Aun así, se quedó plantado a la entrada del despacho sin apartar los ojos de Emily. No levantó una mano ni miró hacia el despacho, ni tampoco hizo alguno de los gestos habituales en un intento de eludir una conversación no deseada. Se mantenía inmóvil, con las manos pegadas a los lados.
El embarazoso silencio se prolongó. Daba la impresión de que aquel hombre esperara algo más, pero luego movió la mano hacia el picaporte.
—Me temo que debo pedirle que se vaya si no tiene más que añadir.
Volvió a mirar a Emily, esta vez de un modo extraño, casi como si estuviera suplicando. Después sujetó la puerta sin ceremonia alguna, se metió en el despacho y cerró al entrar.
Emily se encontró por segunda vez contemplando la puerta sin placa a escasos centímetros de su semblante. Se le aceleró aún más el pulso, pero no a causa del miedo, sino más bien por la excitación. «Este hombre sabe algo, está claro». Llamó con los nudillos, aun cuando no tenía la menor idea de qué iba a decir cuando le abriera.
La oportunidad no llegó. La puerta se mantuvo cerrada ante ella.
«¡Piensa!», se ordenó a sí misma para prestar atención.

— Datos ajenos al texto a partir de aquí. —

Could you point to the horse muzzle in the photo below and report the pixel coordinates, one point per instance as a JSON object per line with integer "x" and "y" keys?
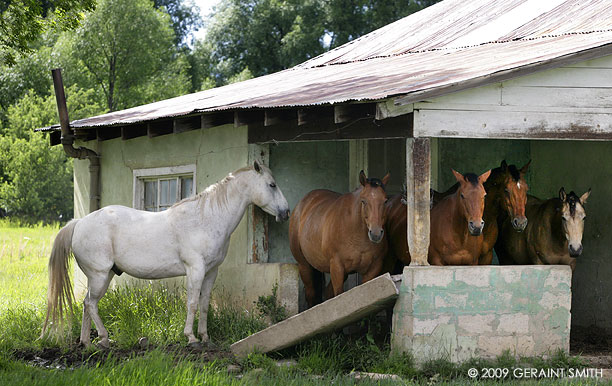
{"x": 376, "y": 236}
{"x": 519, "y": 224}
{"x": 575, "y": 252}
{"x": 283, "y": 215}
{"x": 474, "y": 229}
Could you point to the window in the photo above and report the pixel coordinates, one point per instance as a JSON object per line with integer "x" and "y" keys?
{"x": 158, "y": 189}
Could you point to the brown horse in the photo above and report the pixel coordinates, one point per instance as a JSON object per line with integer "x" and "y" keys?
{"x": 339, "y": 234}
{"x": 456, "y": 223}
{"x": 505, "y": 201}
{"x": 553, "y": 235}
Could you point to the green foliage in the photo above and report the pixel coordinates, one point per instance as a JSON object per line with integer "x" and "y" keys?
{"x": 35, "y": 179}
{"x": 270, "y": 307}
{"x": 23, "y": 21}
{"x": 266, "y": 36}
{"x": 185, "y": 17}
{"x": 125, "y": 50}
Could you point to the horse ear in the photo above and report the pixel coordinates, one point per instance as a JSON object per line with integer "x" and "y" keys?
{"x": 524, "y": 168}
{"x": 362, "y": 178}
{"x": 458, "y": 176}
{"x": 585, "y": 196}
{"x": 386, "y": 178}
{"x": 483, "y": 177}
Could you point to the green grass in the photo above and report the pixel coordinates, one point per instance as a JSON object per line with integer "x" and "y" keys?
{"x": 158, "y": 314}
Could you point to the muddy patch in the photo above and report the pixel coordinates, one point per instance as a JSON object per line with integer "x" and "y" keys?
{"x": 70, "y": 358}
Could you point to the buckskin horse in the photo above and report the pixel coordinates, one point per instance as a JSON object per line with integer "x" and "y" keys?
{"x": 339, "y": 234}
{"x": 456, "y": 223}
{"x": 189, "y": 239}
{"x": 553, "y": 235}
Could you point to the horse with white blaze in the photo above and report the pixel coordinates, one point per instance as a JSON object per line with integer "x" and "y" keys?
{"x": 189, "y": 239}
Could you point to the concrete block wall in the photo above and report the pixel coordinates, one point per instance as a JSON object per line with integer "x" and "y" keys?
{"x": 458, "y": 312}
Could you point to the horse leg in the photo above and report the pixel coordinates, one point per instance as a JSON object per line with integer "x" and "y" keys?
{"x": 336, "y": 271}
{"x": 97, "y": 288}
{"x": 195, "y": 277}
{"x": 207, "y": 285}
{"x": 307, "y": 275}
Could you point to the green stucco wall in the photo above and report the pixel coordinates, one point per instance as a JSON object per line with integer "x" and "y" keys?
{"x": 215, "y": 152}
{"x": 298, "y": 169}
{"x": 575, "y": 165}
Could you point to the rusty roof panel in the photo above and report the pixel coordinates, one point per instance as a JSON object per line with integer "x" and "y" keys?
{"x": 447, "y": 44}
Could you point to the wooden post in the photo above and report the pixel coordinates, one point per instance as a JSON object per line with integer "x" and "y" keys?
{"x": 418, "y": 164}
{"x": 257, "y": 219}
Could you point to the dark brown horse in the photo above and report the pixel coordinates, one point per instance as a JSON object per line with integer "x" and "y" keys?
{"x": 339, "y": 234}
{"x": 456, "y": 223}
{"x": 505, "y": 202}
{"x": 553, "y": 235}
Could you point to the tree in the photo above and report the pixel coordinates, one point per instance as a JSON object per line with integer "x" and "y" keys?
{"x": 23, "y": 21}
{"x": 266, "y": 36}
{"x": 35, "y": 180}
{"x": 127, "y": 51}
{"x": 185, "y": 17}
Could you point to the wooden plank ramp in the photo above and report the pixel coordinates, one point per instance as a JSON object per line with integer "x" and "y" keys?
{"x": 330, "y": 315}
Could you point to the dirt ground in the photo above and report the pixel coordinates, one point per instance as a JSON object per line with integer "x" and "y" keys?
{"x": 594, "y": 345}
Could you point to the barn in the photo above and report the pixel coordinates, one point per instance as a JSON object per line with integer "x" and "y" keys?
{"x": 461, "y": 84}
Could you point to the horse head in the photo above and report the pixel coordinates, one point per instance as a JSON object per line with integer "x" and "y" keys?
{"x": 514, "y": 194}
{"x": 471, "y": 194}
{"x": 373, "y": 198}
{"x": 573, "y": 215}
{"x": 267, "y": 195}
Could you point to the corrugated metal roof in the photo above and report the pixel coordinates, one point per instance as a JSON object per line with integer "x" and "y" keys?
{"x": 449, "y": 43}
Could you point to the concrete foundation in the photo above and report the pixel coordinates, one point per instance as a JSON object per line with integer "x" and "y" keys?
{"x": 332, "y": 314}
{"x": 457, "y": 313}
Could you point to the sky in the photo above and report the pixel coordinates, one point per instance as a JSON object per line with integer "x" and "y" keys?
{"x": 205, "y": 8}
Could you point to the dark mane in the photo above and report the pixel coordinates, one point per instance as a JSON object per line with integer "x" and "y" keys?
{"x": 472, "y": 178}
{"x": 572, "y": 199}
{"x": 375, "y": 182}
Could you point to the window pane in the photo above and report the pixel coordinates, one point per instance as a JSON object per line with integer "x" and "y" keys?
{"x": 186, "y": 187}
{"x": 150, "y": 196}
{"x": 172, "y": 192}
{"x": 163, "y": 191}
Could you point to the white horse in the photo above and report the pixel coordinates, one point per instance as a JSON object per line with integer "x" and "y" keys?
{"x": 189, "y": 239}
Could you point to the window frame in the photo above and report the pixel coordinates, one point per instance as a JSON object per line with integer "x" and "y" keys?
{"x": 168, "y": 172}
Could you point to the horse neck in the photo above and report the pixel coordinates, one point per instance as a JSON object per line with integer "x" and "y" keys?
{"x": 232, "y": 207}
{"x": 354, "y": 216}
{"x": 458, "y": 220}
{"x": 553, "y": 222}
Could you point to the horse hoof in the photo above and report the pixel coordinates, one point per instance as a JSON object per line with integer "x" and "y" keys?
{"x": 210, "y": 345}
{"x": 196, "y": 346}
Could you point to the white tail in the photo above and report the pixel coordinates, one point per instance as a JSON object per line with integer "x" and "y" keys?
{"x": 59, "y": 293}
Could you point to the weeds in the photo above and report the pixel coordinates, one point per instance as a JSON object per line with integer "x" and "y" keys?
{"x": 270, "y": 307}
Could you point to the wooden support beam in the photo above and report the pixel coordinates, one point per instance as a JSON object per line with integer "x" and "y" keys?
{"x": 248, "y": 117}
{"x": 55, "y": 138}
{"x": 418, "y": 165}
{"x": 181, "y": 125}
{"x": 157, "y": 128}
{"x": 278, "y": 117}
{"x": 133, "y": 131}
{"x": 106, "y": 133}
{"x": 399, "y": 127}
{"x": 216, "y": 119}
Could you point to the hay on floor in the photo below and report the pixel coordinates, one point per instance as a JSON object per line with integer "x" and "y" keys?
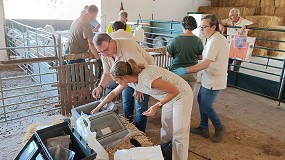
{"x": 138, "y": 135}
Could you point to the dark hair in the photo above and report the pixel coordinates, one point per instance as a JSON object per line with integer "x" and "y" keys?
{"x": 86, "y": 7}
{"x": 122, "y": 68}
{"x": 92, "y": 9}
{"x": 99, "y": 38}
{"x": 213, "y": 21}
{"x": 119, "y": 25}
{"x": 189, "y": 22}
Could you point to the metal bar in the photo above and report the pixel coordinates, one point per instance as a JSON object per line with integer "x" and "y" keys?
{"x": 2, "y": 95}
{"x": 266, "y": 65}
{"x": 21, "y": 61}
{"x": 30, "y": 93}
{"x": 37, "y": 106}
{"x": 258, "y": 71}
{"x": 29, "y": 115}
{"x": 34, "y": 100}
{"x": 31, "y": 75}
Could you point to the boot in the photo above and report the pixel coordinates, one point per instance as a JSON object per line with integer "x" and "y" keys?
{"x": 204, "y": 132}
{"x": 218, "y": 136}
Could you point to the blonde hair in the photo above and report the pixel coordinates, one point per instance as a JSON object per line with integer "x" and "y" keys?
{"x": 129, "y": 67}
{"x": 123, "y": 14}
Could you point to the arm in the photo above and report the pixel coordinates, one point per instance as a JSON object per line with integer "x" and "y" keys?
{"x": 92, "y": 48}
{"x": 204, "y": 64}
{"x": 105, "y": 80}
{"x": 149, "y": 58}
{"x": 96, "y": 28}
{"x": 168, "y": 54}
{"x": 222, "y": 26}
{"x": 200, "y": 57}
{"x": 171, "y": 90}
{"x": 113, "y": 94}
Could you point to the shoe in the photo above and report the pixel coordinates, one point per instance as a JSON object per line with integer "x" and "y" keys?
{"x": 204, "y": 132}
{"x": 218, "y": 136}
{"x": 166, "y": 149}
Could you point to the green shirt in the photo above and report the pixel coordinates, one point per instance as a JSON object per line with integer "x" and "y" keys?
{"x": 110, "y": 28}
{"x": 184, "y": 51}
{"x": 80, "y": 31}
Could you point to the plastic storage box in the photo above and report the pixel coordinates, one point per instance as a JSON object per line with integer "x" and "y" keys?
{"x": 87, "y": 108}
{"x": 35, "y": 148}
{"x": 106, "y": 123}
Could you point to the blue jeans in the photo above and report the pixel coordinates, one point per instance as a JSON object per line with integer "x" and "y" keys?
{"x": 206, "y": 98}
{"x": 111, "y": 86}
{"x": 128, "y": 106}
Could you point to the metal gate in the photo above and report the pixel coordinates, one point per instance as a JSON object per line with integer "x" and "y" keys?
{"x": 26, "y": 81}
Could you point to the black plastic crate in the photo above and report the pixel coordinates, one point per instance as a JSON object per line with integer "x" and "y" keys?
{"x": 36, "y": 149}
{"x": 32, "y": 150}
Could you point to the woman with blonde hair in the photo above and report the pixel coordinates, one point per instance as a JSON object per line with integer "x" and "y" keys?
{"x": 174, "y": 96}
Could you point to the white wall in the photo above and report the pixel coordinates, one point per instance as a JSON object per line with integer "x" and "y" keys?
{"x": 3, "y": 53}
{"x": 160, "y": 9}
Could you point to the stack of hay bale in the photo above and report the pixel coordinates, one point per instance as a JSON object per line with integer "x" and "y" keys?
{"x": 265, "y": 13}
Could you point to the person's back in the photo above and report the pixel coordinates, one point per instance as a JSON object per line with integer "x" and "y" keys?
{"x": 215, "y": 76}
{"x": 81, "y": 31}
{"x": 119, "y": 31}
{"x": 186, "y": 50}
{"x": 123, "y": 17}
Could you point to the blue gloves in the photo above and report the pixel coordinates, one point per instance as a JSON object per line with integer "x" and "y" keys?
{"x": 180, "y": 71}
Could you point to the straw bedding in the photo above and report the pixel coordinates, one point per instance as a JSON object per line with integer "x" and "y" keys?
{"x": 138, "y": 135}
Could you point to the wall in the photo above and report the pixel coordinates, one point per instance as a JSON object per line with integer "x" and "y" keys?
{"x": 148, "y": 9}
{"x": 3, "y": 53}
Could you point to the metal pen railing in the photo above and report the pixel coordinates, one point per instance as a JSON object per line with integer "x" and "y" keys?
{"x": 28, "y": 89}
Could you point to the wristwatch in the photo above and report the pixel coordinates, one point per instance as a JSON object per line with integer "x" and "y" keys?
{"x": 101, "y": 87}
{"x": 159, "y": 104}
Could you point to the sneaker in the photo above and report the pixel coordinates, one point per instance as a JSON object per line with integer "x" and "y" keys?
{"x": 204, "y": 132}
{"x": 218, "y": 136}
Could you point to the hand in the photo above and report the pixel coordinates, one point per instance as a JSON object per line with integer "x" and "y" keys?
{"x": 151, "y": 111}
{"x": 95, "y": 110}
{"x": 222, "y": 28}
{"x": 96, "y": 93}
{"x": 241, "y": 31}
{"x": 138, "y": 96}
{"x": 180, "y": 71}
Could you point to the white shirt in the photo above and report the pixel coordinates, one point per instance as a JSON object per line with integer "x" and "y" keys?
{"x": 216, "y": 50}
{"x": 240, "y": 23}
{"x": 151, "y": 73}
{"x": 121, "y": 34}
{"x": 127, "y": 49}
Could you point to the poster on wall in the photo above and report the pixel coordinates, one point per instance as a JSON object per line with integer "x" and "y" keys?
{"x": 241, "y": 47}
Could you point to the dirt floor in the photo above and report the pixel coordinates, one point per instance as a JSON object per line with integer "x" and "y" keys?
{"x": 254, "y": 129}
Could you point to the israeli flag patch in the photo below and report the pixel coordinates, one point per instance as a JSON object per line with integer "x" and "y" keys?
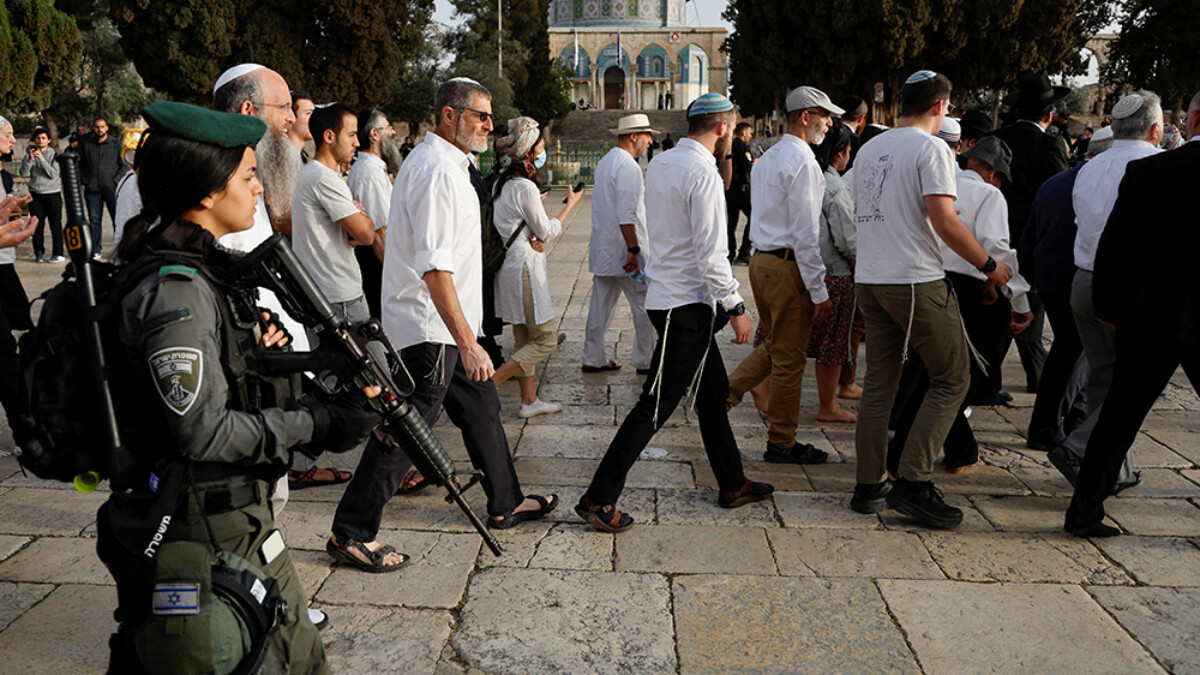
{"x": 177, "y": 598}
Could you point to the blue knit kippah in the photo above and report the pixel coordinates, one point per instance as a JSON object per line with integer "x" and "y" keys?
{"x": 919, "y": 76}
{"x": 709, "y": 103}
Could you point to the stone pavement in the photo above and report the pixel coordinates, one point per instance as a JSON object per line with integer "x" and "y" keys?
{"x": 798, "y": 584}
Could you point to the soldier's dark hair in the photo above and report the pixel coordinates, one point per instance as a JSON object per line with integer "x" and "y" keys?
{"x": 234, "y": 93}
{"x": 174, "y": 174}
{"x": 921, "y": 96}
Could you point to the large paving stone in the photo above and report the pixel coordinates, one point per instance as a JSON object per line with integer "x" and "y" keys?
{"x": 695, "y": 550}
{"x": 699, "y": 507}
{"x": 55, "y": 513}
{"x": 16, "y": 598}
{"x": 1167, "y": 621}
{"x": 1023, "y": 557}
{"x": 546, "y": 471}
{"x": 58, "y": 560}
{"x": 364, "y": 639}
{"x": 436, "y": 579}
{"x": 780, "y": 625}
{"x": 821, "y": 509}
{"x": 1157, "y": 561}
{"x": 852, "y": 553}
{"x": 67, "y": 632}
{"x": 958, "y": 627}
{"x": 519, "y": 621}
{"x": 1156, "y": 517}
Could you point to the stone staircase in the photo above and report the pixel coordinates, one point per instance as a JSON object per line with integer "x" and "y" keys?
{"x": 591, "y": 127}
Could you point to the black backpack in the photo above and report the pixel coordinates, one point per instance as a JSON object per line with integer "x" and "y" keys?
{"x": 59, "y": 435}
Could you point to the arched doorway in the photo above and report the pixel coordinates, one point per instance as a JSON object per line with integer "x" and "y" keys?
{"x": 613, "y": 88}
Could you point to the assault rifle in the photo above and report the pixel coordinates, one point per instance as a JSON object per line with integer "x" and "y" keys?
{"x": 343, "y": 352}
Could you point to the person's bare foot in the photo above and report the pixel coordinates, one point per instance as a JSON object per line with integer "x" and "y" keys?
{"x": 389, "y": 560}
{"x": 850, "y": 392}
{"x": 838, "y": 414}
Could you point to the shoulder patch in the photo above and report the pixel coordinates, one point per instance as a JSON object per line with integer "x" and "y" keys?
{"x": 178, "y": 272}
{"x": 179, "y": 372}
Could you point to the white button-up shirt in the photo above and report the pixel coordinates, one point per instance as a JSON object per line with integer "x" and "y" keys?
{"x": 521, "y": 201}
{"x": 371, "y": 186}
{"x": 618, "y": 198}
{"x": 1096, "y": 192}
{"x": 685, "y": 225}
{"x": 984, "y": 210}
{"x": 787, "y": 189}
{"x": 432, "y": 225}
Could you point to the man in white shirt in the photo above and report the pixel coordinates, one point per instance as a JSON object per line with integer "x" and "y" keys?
{"x": 689, "y": 274}
{"x": 615, "y": 255}
{"x": 432, "y": 306}
{"x": 371, "y": 186}
{"x": 1137, "y": 130}
{"x": 904, "y": 193}
{"x": 325, "y": 220}
{"x": 786, "y": 273}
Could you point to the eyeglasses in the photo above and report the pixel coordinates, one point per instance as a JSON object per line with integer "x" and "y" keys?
{"x": 483, "y": 117}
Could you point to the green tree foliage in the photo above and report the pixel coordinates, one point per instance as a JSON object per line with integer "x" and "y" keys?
{"x": 1157, "y": 49}
{"x": 40, "y": 49}
{"x": 843, "y": 46}
{"x": 540, "y": 88}
{"x": 339, "y": 49}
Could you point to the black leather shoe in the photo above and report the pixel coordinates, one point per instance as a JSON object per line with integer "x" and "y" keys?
{"x": 923, "y": 501}
{"x": 870, "y": 497}
{"x": 799, "y": 453}
{"x": 1066, "y": 463}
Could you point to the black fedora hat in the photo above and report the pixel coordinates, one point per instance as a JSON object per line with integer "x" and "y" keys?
{"x": 1035, "y": 90}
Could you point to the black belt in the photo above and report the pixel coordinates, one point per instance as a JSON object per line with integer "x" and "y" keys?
{"x": 786, "y": 254}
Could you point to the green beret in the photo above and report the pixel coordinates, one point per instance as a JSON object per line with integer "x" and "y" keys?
{"x": 227, "y": 130}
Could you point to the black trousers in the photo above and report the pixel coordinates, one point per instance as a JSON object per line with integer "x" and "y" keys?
{"x": 1063, "y": 380}
{"x": 738, "y": 203}
{"x": 1145, "y": 363}
{"x": 474, "y": 407}
{"x": 684, "y": 334}
{"x": 48, "y": 209}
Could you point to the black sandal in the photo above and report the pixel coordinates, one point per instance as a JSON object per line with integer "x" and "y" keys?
{"x": 342, "y": 554}
{"x": 511, "y": 519}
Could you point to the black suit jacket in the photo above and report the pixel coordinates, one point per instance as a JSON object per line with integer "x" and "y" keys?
{"x": 1037, "y": 155}
{"x": 1145, "y": 274}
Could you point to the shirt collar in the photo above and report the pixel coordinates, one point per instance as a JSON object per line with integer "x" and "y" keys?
{"x": 448, "y": 149}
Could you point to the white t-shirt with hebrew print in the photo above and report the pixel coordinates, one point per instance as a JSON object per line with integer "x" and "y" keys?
{"x": 893, "y": 174}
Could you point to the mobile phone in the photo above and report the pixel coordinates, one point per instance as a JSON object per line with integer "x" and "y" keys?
{"x": 579, "y": 187}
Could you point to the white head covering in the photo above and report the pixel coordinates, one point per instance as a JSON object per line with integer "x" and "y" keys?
{"x": 234, "y": 73}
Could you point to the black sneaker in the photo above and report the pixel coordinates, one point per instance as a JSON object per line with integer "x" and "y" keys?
{"x": 870, "y": 497}
{"x": 799, "y": 453}
{"x": 924, "y": 502}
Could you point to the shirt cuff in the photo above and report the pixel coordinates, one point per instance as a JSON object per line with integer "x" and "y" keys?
{"x": 438, "y": 258}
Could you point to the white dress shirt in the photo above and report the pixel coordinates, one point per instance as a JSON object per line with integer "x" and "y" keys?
{"x": 787, "y": 190}
{"x": 1096, "y": 192}
{"x": 618, "y": 198}
{"x": 984, "y": 210}
{"x": 521, "y": 201}
{"x": 371, "y": 186}
{"x": 687, "y": 237}
{"x": 432, "y": 225}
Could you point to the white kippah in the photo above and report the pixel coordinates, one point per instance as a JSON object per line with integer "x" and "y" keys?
{"x": 1128, "y": 106}
{"x": 234, "y": 73}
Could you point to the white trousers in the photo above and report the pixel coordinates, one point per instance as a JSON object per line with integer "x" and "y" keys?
{"x": 605, "y": 291}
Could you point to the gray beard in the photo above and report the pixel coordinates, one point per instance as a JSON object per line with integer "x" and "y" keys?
{"x": 279, "y": 169}
{"x": 390, "y": 151}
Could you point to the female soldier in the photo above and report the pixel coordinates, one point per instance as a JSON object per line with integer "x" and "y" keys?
{"x": 522, "y": 292}
{"x": 181, "y": 327}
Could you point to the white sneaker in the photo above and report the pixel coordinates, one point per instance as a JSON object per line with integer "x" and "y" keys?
{"x": 538, "y": 407}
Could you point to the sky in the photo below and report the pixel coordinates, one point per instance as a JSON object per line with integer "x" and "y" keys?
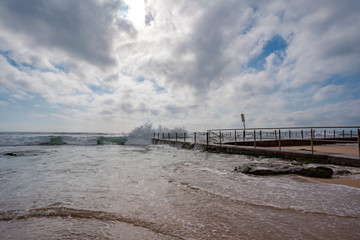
{"x": 112, "y": 65}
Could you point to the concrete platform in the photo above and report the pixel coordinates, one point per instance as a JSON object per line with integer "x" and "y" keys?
{"x": 287, "y": 154}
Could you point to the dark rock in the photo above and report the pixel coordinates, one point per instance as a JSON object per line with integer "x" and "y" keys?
{"x": 10, "y": 154}
{"x": 317, "y": 172}
{"x": 343, "y": 172}
{"x": 265, "y": 169}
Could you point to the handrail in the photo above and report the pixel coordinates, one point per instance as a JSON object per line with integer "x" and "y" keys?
{"x": 275, "y": 128}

Había algo extraño en la última frase del hombre. «Me temo que debo pedirle que se vaya si no tiene más que añadir». Se trataba de un comentario atípico y no dejaba de sonar en la mente de Emily a pesar de la confusión del momento. «¿Nada que decir? ¿Qué espera que diga?».
Emily miró a su alrededor en busca de algún tipo de orientación. La mirada revoloteó hasta la palabra grabada sobre la puerta. «Luz». «¿Es una contraseña? ¿Se supone que debo utilizarla como una palabra de acceso, como Alí Babá en la cueva cuando los ladrones se habían ido?».
Aquel hombre podía ser una oportunidad y, fuera cual fuera, le preocupaba haberla perdido, así que actuó por impulso y exclamó:
—¡Luz!
La palabra reverberó en el pequeño pasillo.
No sucedió nada. La puerta se mantuvo firmemente cerrada y solo escuchó el eco de su propia voz. La respuesta evidente parecía demasiado fácil. El uso de soluciones obvias para las pistas de Arno estaba fuera de lugar. Debería haberlo supuesto.
«Entonces, ¿qué demonios se supone que debo decir?».